Dengan mengusung tema “Menjaga Marwah, Memperkaya Khidmah untuk Kemaslahatan Bangsa”, Muktamar ke-35 menjadi momentum penting bagi NU untuk melakukan evaluasi perjalanan organisasi sekaligus merumuskan arah perjuangan pada periode mendatang.
KH Miftachul Akhyar Kembali Menjadi Rais Aam
Salah satu keputusan terpenting Muktamar adalah penetapan KH Miftachul Akhyar sebagai Rais Aam PBNU masa khidmah 2026–2031.
Penetapan tersebut dilakukan melalui mekanisme Ahlul Halli wal ‘Aqdi (AHWA). Sembilan ulama yang telah ditetapkan sebagai anggota AHWA bermusyawarah untuk menentukan Rais Aam PBNU. Dalam musyawarah tersebut, KH Miftachul Akhyar kembali mendapatkan amanah sebagai Rais Aam.
Keputusan tersebut menegaskan kuatnya tradisi musyawarah ulama dalam struktur kepemimpinan NU.
Gus Kikin Terpilih sebagai Ketua Umum PBNU
Muktamar ke-35 juga menetapkan KH Abdul Hakim Mahfudz atau Gus Kikin sebagai Ketua Umum PBNU masa khidmah 2026–2031.
Penetapan Gus Kikin dilakukan melalui musyawarah sembilan anggota AHWA pada Senin pagi, 31 Agustus 2026, di Gedung Serbaguna Pondok Pesantren Bahrul Ulum Tambakberas. Keputusan tersebut kemudian dibacakan di hadapan peserta Muktamar.
Dengan demikian, kepemimpinan PBNU periode 2026–2031 akan berada di bawah duet KH Miftachul Akhyar sebagai Rais Aam dan KH Abdul Hakim Mahfudz sebagai Ketua Umum PBNU.
Keduanya menerima amanah untuk melanjutkan perjalanan NU dalam menghadapi berbagai tantangan keumatan, kebangsaan, pendidikan, ekonomi, teknologi, serta perubahan sosial yang semakin kompleks.
Mekanisme Pemilihan Ketua Umum Mengalami Perubahan
Salah satu keputusan strategis Muktamar ke-35 adalah perubahan mekanisme pemilihan Ketua Umum PBNU.
Muktamar menyepakati bahwa Ketua Umum tidak lagi dipilih dengan mekanisme langsung one man one vote. Setiap PWNU dan PCNU yang memiliki hak suara mengusulkan satu hingga lima nama calon. Lima nama dengan perolehan suara terbanyak kemudian diserahkan kepada Rais Aam terpilih untuk dimusyawarahkan bersama AHWA.
Perubahan mekanisme ini disebut sebagai upaya meneguhkan kembali supremasi Syuriyah dalam struktur jam’iyyah NU dan menguatkan tradisi musyawarah dalam menentukan kepemimpinan organisasi.

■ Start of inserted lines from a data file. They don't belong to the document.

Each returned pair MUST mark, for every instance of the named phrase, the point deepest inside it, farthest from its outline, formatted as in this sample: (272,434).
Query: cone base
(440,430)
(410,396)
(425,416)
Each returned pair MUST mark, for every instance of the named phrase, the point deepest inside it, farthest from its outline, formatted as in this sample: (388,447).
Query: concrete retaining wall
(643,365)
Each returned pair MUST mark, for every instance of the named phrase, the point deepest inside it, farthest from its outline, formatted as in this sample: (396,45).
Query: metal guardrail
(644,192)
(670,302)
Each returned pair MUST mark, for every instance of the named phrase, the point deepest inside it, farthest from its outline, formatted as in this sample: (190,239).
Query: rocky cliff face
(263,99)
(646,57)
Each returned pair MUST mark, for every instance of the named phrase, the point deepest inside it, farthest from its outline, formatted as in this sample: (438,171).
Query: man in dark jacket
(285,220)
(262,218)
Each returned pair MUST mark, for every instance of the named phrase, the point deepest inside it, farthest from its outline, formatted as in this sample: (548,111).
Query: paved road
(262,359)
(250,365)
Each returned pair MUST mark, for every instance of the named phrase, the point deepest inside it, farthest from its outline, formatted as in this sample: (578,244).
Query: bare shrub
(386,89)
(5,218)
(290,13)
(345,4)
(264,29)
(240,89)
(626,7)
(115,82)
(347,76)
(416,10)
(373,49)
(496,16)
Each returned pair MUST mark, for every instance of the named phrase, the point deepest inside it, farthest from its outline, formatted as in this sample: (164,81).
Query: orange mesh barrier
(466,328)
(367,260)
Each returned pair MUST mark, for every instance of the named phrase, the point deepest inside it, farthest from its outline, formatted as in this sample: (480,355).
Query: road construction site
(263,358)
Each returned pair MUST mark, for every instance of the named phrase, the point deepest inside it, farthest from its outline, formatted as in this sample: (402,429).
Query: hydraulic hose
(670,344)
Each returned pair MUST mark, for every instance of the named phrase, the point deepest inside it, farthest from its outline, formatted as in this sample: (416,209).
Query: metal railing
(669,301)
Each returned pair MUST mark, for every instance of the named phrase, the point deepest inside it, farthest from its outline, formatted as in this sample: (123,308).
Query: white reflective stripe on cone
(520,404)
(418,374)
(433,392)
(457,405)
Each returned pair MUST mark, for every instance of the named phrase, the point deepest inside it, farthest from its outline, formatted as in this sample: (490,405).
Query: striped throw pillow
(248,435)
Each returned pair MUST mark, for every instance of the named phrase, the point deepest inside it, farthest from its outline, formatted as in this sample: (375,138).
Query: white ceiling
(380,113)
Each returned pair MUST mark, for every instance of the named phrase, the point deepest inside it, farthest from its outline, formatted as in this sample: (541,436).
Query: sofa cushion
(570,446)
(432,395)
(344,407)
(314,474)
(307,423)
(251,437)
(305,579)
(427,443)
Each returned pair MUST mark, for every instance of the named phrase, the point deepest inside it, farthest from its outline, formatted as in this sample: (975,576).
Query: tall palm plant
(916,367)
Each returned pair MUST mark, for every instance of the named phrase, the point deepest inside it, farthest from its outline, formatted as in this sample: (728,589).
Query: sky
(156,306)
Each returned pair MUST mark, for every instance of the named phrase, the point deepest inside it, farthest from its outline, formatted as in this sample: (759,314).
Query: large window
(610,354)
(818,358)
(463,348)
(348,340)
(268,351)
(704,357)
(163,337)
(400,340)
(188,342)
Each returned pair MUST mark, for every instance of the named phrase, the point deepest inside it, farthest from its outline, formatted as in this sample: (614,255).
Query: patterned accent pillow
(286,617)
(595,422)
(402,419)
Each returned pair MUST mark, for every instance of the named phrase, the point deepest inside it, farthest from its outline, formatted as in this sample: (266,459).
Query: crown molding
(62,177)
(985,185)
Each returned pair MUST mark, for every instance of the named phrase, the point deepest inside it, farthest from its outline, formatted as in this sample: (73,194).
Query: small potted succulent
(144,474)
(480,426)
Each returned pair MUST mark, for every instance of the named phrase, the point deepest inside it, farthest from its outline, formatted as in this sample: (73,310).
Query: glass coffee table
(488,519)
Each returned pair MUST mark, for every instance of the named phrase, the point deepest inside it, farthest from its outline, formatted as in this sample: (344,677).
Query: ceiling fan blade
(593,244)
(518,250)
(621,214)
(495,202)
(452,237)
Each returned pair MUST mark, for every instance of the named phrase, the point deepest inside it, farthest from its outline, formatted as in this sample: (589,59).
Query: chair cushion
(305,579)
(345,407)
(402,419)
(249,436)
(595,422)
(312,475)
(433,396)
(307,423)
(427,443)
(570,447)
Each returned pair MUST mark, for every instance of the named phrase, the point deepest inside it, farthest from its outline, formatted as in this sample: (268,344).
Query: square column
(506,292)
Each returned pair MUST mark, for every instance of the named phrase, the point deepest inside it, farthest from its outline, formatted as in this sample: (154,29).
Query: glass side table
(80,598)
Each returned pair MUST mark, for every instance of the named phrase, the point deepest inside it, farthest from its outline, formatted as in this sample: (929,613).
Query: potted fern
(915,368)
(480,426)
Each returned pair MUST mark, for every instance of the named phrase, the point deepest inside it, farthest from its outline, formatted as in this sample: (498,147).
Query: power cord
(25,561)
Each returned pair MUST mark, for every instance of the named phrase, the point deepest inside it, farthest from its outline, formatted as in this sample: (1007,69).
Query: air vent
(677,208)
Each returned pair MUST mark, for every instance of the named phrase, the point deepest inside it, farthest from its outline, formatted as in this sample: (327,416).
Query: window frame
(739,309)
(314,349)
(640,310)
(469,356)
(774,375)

Masa Iddah Jabatan Politik Selama Satu Tahun
Muktamar ke-35 juga menghasilkan keputusan terkait hubungan kepemimpinan NU dengan jabatan politik.
Forum Muktamar menetapkan masa iddah selama satu tahun bagi calon Rais Aam maupun Ketua Umum PBNU yang sebelumnya memegang jabatan politik tertentu. Selain itu, Rais Aam dan Ketua Umum PBNU sebagai mandataris Muktamar dilarang merangkap sejumlah jabatan politik publik.
Keputusan ini menjadi bagian dari upaya menjaga independensi organisasi serta memastikan kepemimpinan NU dapat fokus menjalankan amanah keumatan dan kebangsaan.
LPJ PBNU 2021–2026 Diterima
Dalam rangkaian persidangan, Laporan Pertanggungjawaban (LPJ) PBNU masa khidmah 2021–2026 diterima secara aklamasi.
Penerimaan LPJ tersebut menjadi bagian penting dari proses evaluasi terhadap perjalanan kepengurusan sebelumnya sekaligus menjadi dasar bagi kepengurusan baru dalam menyusun langkah organisasi lima tahun ke depan.
Bahtsul Masail Bahas Persoalan Kontemporer
Muktamar ke-35 tidak hanya membahas persoalan organisasi dan kepemimpinan. Forum Bahtsul Masail juga membahas berbagai persoalan aktual yang berkembang di tengah masyarakat.
Salah satu keputusan yang mendapat perhatian adalah mengenai Bitcoin. Muktamar memutuskan Bitcoin sah sebagai aset dan alat transaksi dalam perspektif fikih, tetapi tidak berkedudukan sebagai mata uang yang berlaku di Indonesia.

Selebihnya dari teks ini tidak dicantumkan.